There are a few fine details which differentiate the Bharat Bond ETF from other similar debt mutual funds, such as fixed maturity and target maturity, apart from the risk rating of the underlying securities. Know these for an informed investment decision.
What Is A Bharat Bond ETF? Is It A Suitable Debt Mutual Fund Investment For You?
What Is A Bharat Bond ETF? Is It A Suitable Debt Mutual Fund Investment For You?

For someone looking to generate inflation-beating returns by investing in a fixed income type product with added long-term income tax benefit– Bharat Bond ETF would make great sense. In a lot many ways, it is strikingly similar to fixed maturity and target maturity funds, though subtle differences remain.

What Is Bharat Bond ETF?

On December 4, 2019 the Indian government launched the Bharat Bond initiative. It is an exchange traded fund (ETF) and would track the Nifty Bharat Bond Index. This ETF had two target maturities of three and 10 years, and people without a demat account can also buy using a fund of fund (FoF) of the same name.

A Bharat Bond ETF will only invest in debt instruments of AAA rated public sector companies, and hence, has a low risk profile. The expense ratio for Bharat Bond ETF is 0.0005 per cent, and retail investors can buy these Bharat Bond ETFs for a minimum amount of Rs 1,000.

Only Edelweiss mutual fund could currently launch and manage a Bharat Bond ETF, because in 2019 it won a mandate to do so from the department of investment and public asset management (DIPAM), which incidentally is in-charge of divestment and looks after the Indian government’s companies’.

DIPAM ideated this debt bond program to help government-owned companies borrow money as per their requirements, and at a lower interest and other cost.

Is There Any Difference Between Bharat Bond And Fixed And Target Maturity Products?

A fixed maturity product (FMP) is a closed-end debt mutual fund product and is also listed on stock exchanges, but liquidity might be a challenge, and it could be cost-ineffective due to various factors.

Target maturity funds have a defined target date of maturity and track a respective index, say Nifty Bond Index, among others. These are open-ended passive debt mutual funds.

Bharat Bond ETF has market makers in the stock exchanges, who will buy and sell units to create liquidity in accordance with the demand of the investors. These ETFs are open-ended, but the net asset value (NAV) will change by the second during market hours due to its inherent design. Bharat Bond ETF is a type of target maturity debt mutual fund.

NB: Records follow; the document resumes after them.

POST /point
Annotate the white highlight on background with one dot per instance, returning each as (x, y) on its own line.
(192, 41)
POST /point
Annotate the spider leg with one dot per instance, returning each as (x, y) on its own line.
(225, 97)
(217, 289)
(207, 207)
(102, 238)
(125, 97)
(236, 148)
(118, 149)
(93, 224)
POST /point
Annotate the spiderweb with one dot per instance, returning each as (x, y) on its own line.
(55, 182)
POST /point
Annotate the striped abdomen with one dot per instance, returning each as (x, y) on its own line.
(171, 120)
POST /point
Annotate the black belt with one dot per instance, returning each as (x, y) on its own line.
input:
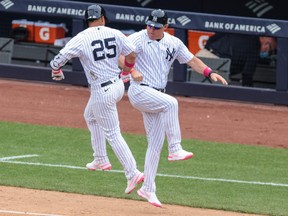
(110, 82)
(161, 90)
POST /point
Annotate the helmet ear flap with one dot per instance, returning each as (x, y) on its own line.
(95, 12)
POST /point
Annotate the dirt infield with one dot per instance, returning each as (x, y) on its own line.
(63, 105)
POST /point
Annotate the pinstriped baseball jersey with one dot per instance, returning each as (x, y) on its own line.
(158, 56)
(98, 49)
(159, 110)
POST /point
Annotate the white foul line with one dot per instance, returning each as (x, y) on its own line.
(26, 213)
(159, 174)
(17, 157)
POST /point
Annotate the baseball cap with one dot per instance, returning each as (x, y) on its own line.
(158, 18)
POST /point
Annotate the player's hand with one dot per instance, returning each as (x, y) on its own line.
(216, 77)
(57, 75)
(125, 76)
(137, 76)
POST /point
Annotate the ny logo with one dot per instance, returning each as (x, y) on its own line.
(155, 19)
(170, 54)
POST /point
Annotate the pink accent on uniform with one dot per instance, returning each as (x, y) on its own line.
(207, 71)
(128, 64)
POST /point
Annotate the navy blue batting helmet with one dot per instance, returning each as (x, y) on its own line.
(94, 12)
(158, 18)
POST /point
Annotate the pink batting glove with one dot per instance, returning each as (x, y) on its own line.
(57, 75)
(125, 76)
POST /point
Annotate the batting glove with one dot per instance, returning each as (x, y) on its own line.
(57, 75)
(125, 76)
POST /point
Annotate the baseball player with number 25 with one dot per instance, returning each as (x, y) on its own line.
(156, 51)
(98, 47)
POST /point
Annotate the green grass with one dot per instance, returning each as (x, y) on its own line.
(178, 183)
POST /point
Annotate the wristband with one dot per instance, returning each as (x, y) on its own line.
(128, 64)
(124, 73)
(207, 72)
(56, 71)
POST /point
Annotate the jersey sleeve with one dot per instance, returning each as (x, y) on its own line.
(73, 48)
(184, 55)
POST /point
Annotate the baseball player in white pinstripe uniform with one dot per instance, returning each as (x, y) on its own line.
(98, 47)
(156, 50)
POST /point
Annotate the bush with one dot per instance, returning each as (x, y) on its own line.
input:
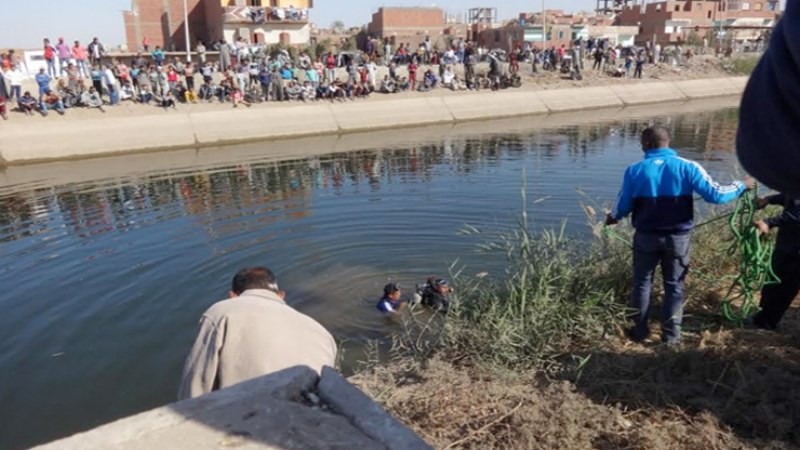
(744, 65)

Bharat Bond ETF Has A Strict Quality Mandate

Bharat Bond ETF cannot invest in any public sector companies’ debt instruments, unless it is AAA rated. FMP funds can invest in a variety of instruments of different ratings depending on their scheme’s mandate.

Bharat Bond ETF Has Lower Expense Ratio Than Other Fixed Maturity Funds

The expense ratio charged in case of debt mutual funds has more impact than most other factors, excluding rating of the instruments. Bharat Bond ETF has an expense ratio of 0.0005 per cent, which FMPs cannot match at the present moment.

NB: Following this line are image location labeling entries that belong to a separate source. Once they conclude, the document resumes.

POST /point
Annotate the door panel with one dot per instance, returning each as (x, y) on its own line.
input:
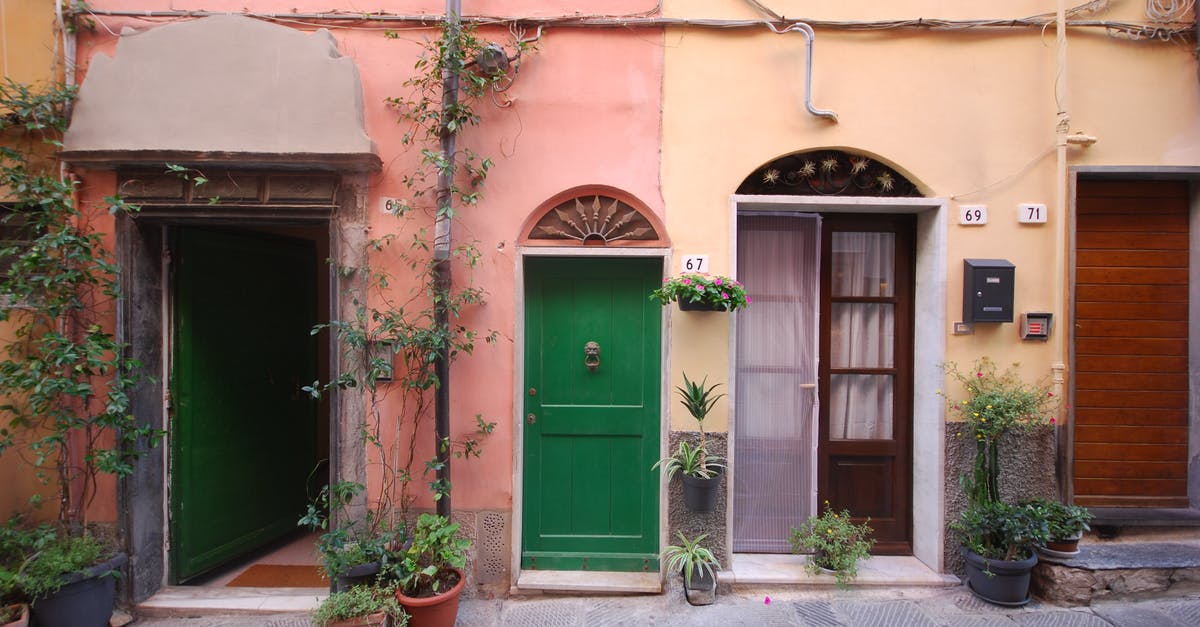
(1131, 335)
(243, 434)
(774, 437)
(591, 436)
(865, 425)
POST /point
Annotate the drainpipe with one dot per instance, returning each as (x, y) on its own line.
(442, 262)
(807, 30)
(1060, 233)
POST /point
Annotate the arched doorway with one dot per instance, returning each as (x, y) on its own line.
(825, 359)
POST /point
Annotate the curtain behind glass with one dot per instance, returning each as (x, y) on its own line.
(778, 336)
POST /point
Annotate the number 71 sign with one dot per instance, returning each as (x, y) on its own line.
(1031, 213)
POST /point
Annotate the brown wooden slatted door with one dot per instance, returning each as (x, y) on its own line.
(1131, 437)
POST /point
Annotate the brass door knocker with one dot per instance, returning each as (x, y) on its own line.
(592, 356)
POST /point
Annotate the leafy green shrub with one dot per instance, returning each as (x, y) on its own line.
(690, 557)
(837, 543)
(359, 602)
(425, 566)
(1062, 520)
(1001, 531)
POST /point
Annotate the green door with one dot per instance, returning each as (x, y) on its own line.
(243, 436)
(592, 434)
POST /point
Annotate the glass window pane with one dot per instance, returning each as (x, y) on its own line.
(861, 407)
(863, 264)
(862, 334)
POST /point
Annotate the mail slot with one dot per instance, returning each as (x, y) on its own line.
(988, 290)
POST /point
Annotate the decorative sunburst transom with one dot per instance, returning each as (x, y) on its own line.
(597, 222)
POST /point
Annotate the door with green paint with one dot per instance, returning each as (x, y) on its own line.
(243, 434)
(592, 410)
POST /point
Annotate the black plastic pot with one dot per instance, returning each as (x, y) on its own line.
(1000, 581)
(357, 575)
(700, 495)
(84, 601)
(702, 589)
(700, 305)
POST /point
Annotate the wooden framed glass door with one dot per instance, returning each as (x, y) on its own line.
(865, 378)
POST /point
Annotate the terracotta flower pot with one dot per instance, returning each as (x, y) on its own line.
(439, 610)
(700, 305)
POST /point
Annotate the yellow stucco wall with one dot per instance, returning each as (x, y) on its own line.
(969, 115)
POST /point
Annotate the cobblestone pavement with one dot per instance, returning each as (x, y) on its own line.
(827, 608)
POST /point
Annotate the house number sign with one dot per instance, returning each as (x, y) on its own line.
(695, 263)
(973, 214)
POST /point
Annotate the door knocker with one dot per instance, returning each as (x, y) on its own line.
(592, 356)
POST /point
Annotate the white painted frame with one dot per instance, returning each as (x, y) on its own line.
(520, 384)
(929, 350)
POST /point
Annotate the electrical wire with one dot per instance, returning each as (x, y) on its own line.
(339, 19)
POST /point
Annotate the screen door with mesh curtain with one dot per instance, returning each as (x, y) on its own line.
(778, 341)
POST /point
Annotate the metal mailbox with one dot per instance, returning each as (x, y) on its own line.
(988, 290)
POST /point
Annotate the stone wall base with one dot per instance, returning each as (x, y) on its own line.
(1067, 585)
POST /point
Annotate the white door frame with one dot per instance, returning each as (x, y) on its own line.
(929, 348)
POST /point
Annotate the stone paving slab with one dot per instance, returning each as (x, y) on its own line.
(1135, 555)
(952, 608)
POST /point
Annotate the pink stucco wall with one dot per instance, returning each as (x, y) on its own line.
(586, 111)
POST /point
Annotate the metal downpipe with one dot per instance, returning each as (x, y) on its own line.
(807, 30)
(442, 278)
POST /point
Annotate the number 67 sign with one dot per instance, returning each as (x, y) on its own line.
(695, 263)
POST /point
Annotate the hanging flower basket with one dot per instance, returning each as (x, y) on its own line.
(702, 292)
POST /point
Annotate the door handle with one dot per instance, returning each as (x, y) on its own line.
(592, 356)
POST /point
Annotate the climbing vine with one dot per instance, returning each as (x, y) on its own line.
(393, 339)
(65, 376)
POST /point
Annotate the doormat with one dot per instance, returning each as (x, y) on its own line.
(281, 575)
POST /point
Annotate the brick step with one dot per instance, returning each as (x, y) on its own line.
(1120, 571)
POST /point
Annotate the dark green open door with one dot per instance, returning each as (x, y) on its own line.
(243, 434)
(592, 434)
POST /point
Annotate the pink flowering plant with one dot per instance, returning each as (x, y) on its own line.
(995, 404)
(719, 292)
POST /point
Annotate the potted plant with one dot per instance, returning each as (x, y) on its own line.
(996, 404)
(430, 572)
(695, 563)
(702, 292)
(357, 550)
(835, 542)
(997, 538)
(360, 607)
(997, 544)
(1066, 525)
(15, 615)
(701, 472)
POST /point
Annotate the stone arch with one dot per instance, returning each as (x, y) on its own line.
(828, 172)
(593, 215)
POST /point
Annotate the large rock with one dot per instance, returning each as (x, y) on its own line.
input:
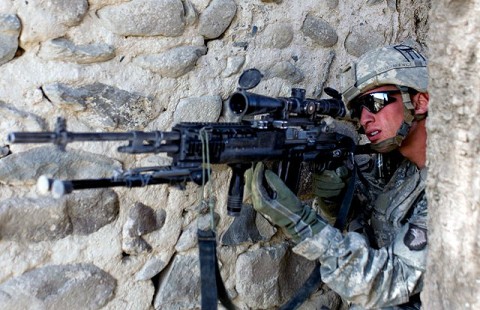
(257, 276)
(361, 39)
(277, 36)
(9, 32)
(65, 50)
(26, 167)
(173, 63)
(179, 288)
(145, 18)
(34, 220)
(198, 109)
(319, 31)
(113, 107)
(141, 220)
(44, 218)
(76, 286)
(48, 19)
(216, 18)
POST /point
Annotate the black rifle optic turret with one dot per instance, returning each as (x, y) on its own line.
(290, 132)
(245, 103)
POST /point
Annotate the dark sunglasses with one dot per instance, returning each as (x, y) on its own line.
(373, 102)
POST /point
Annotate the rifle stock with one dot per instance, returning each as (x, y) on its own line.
(289, 130)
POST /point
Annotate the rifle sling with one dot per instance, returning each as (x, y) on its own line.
(212, 287)
(211, 283)
(314, 281)
(344, 211)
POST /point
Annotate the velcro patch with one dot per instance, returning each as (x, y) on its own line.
(415, 238)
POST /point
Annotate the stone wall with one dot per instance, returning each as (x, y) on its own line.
(453, 270)
(145, 65)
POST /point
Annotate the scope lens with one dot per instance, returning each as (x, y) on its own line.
(238, 103)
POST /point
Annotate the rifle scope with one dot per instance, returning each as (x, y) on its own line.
(246, 103)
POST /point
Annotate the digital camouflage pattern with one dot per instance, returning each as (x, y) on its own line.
(398, 65)
(388, 270)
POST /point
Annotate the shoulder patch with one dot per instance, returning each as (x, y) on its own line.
(409, 53)
(415, 238)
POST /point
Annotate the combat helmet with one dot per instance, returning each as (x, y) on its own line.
(400, 65)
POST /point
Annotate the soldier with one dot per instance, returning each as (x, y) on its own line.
(386, 91)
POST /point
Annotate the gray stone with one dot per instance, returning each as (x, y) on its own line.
(285, 70)
(141, 220)
(45, 218)
(361, 39)
(319, 31)
(46, 19)
(257, 275)
(115, 107)
(144, 219)
(151, 268)
(91, 210)
(179, 287)
(294, 271)
(145, 18)
(234, 64)
(9, 33)
(188, 239)
(172, 63)
(5, 151)
(191, 14)
(392, 5)
(243, 228)
(266, 230)
(34, 220)
(26, 167)
(216, 18)
(75, 286)
(331, 4)
(198, 109)
(65, 50)
(14, 119)
(277, 36)
(324, 298)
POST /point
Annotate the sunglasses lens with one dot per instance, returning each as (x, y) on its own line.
(373, 102)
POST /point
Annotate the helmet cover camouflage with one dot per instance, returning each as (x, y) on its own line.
(399, 65)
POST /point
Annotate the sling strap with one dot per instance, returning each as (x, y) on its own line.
(211, 283)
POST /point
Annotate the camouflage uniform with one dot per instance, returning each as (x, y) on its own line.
(386, 269)
(388, 273)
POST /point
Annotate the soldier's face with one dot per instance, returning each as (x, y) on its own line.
(385, 123)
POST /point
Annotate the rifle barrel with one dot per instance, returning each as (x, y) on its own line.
(67, 136)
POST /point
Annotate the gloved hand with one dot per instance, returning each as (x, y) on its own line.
(271, 197)
(329, 183)
(327, 186)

So, while the expense ratio is lower, the portfolio rebalancing may impact the returns which may happen due to AAA-rated PSU security getting a rating downgrade.

“If a credit downgrade happens by any of the authorised rating agencies approved by the Securities and Exchange Board of India (Sebi), then the particular security will be removed from the Index in next rebalancing,” read a frequently asked question from Bharat Bond website.

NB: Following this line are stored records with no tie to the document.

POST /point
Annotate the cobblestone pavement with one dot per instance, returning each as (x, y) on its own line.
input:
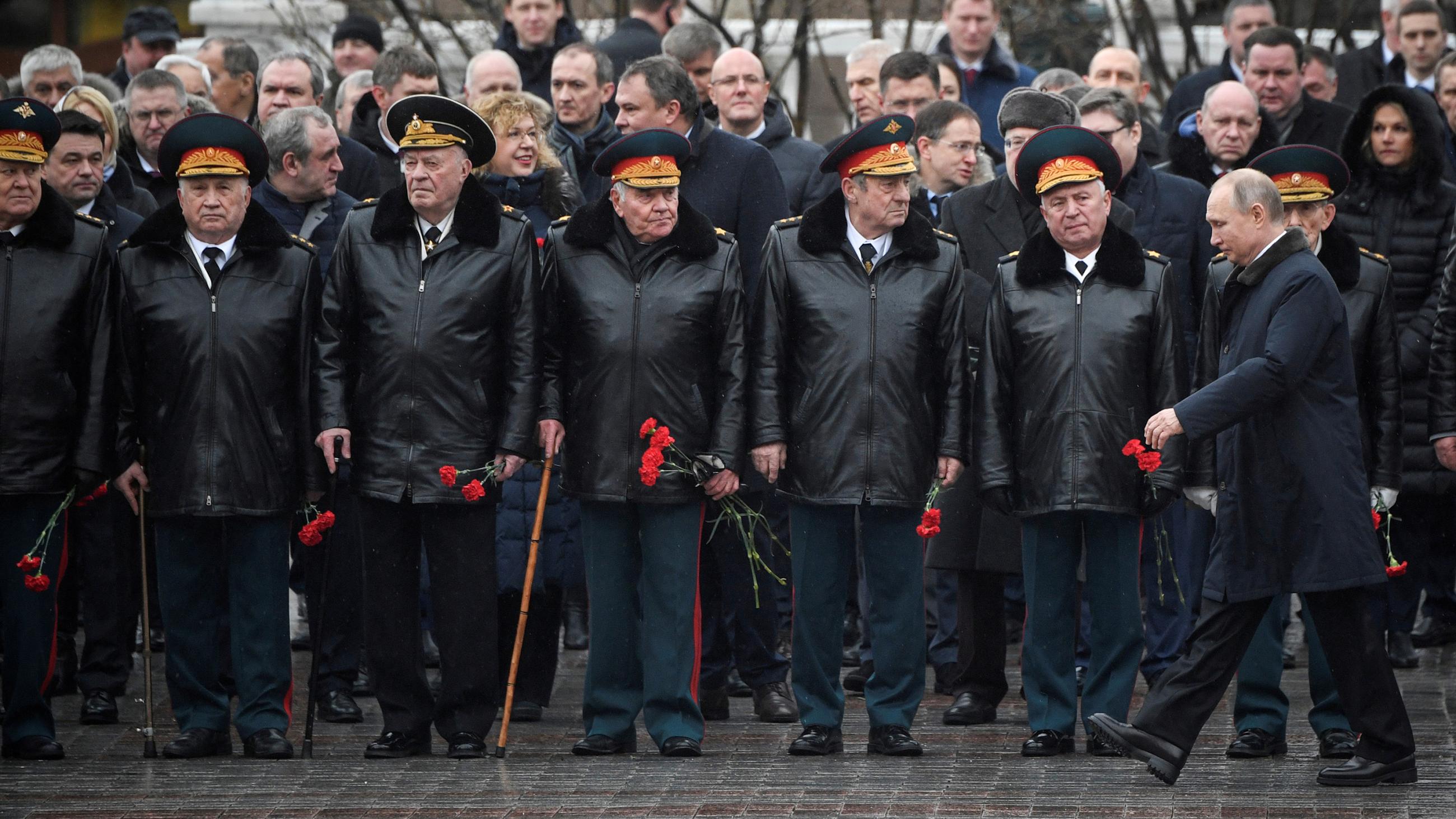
(974, 771)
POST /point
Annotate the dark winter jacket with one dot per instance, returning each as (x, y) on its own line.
(216, 379)
(999, 73)
(1407, 217)
(56, 318)
(861, 375)
(1276, 388)
(545, 196)
(1071, 372)
(1188, 158)
(642, 331)
(799, 161)
(535, 63)
(430, 362)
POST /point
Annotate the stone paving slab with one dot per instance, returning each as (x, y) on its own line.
(967, 771)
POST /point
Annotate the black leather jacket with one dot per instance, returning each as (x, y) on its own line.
(1363, 279)
(433, 362)
(216, 381)
(861, 375)
(54, 350)
(642, 331)
(1069, 375)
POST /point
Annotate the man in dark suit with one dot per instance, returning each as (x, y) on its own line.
(1241, 18)
(1276, 375)
(1273, 71)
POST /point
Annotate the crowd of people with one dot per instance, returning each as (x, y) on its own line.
(1154, 376)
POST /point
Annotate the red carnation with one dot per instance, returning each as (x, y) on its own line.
(474, 491)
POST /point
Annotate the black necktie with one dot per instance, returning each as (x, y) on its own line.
(867, 254)
(212, 266)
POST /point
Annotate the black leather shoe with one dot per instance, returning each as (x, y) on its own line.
(195, 744)
(893, 741)
(682, 747)
(1403, 653)
(817, 741)
(855, 680)
(1254, 744)
(1164, 758)
(1436, 633)
(395, 745)
(1337, 744)
(34, 748)
(268, 744)
(1049, 744)
(773, 703)
(100, 709)
(714, 703)
(603, 745)
(969, 711)
(340, 707)
(466, 745)
(1357, 771)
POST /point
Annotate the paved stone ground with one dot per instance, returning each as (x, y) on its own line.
(973, 771)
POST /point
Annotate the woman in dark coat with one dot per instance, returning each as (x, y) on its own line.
(1398, 206)
(525, 173)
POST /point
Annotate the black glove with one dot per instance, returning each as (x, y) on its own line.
(998, 499)
(1155, 500)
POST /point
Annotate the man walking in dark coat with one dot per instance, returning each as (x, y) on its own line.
(427, 357)
(1308, 180)
(1082, 340)
(1276, 376)
(56, 425)
(646, 311)
(858, 403)
(214, 318)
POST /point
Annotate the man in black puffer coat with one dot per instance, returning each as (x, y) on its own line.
(1399, 207)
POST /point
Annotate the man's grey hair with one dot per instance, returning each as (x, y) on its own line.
(180, 60)
(153, 79)
(1236, 5)
(1248, 188)
(287, 132)
(877, 50)
(362, 78)
(1113, 101)
(690, 40)
(316, 81)
(50, 59)
(1056, 79)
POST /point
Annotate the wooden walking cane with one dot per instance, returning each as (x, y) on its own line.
(151, 732)
(526, 608)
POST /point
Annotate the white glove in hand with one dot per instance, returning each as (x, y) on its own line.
(1382, 497)
(1203, 497)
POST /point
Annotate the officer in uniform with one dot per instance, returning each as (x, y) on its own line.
(54, 410)
(1309, 178)
(1082, 343)
(858, 398)
(646, 320)
(214, 318)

So, in essence, a Bharat Bond ETF is a type of target maturity fund, but one that tracks Nifty Bharat Bond Index, and has a low expense ratio and with the additional support of market makers. So, liquidity is not a challenge.

That said, “there are 'NO' assured returns. During the investment period, the value of investments can go up or down depending on market conditions, and are dependent on interest rates movements in the economy. However, if investors stay invested till maturity of the ETF, then return can be in line with the yield of the portfolio at the time of investments,” read a frequently asked question from Bharat Bond website.

So, if one is investing in a Bharat Bond ETF, then he/she needs to stay invested for the entirety of the tenure (10 years+) until it matures, and returns the money along with yearly interest. This will make sure one gets the full original market returns and enjoys long-term capital gains (LTCG) taxation with indexation benefits.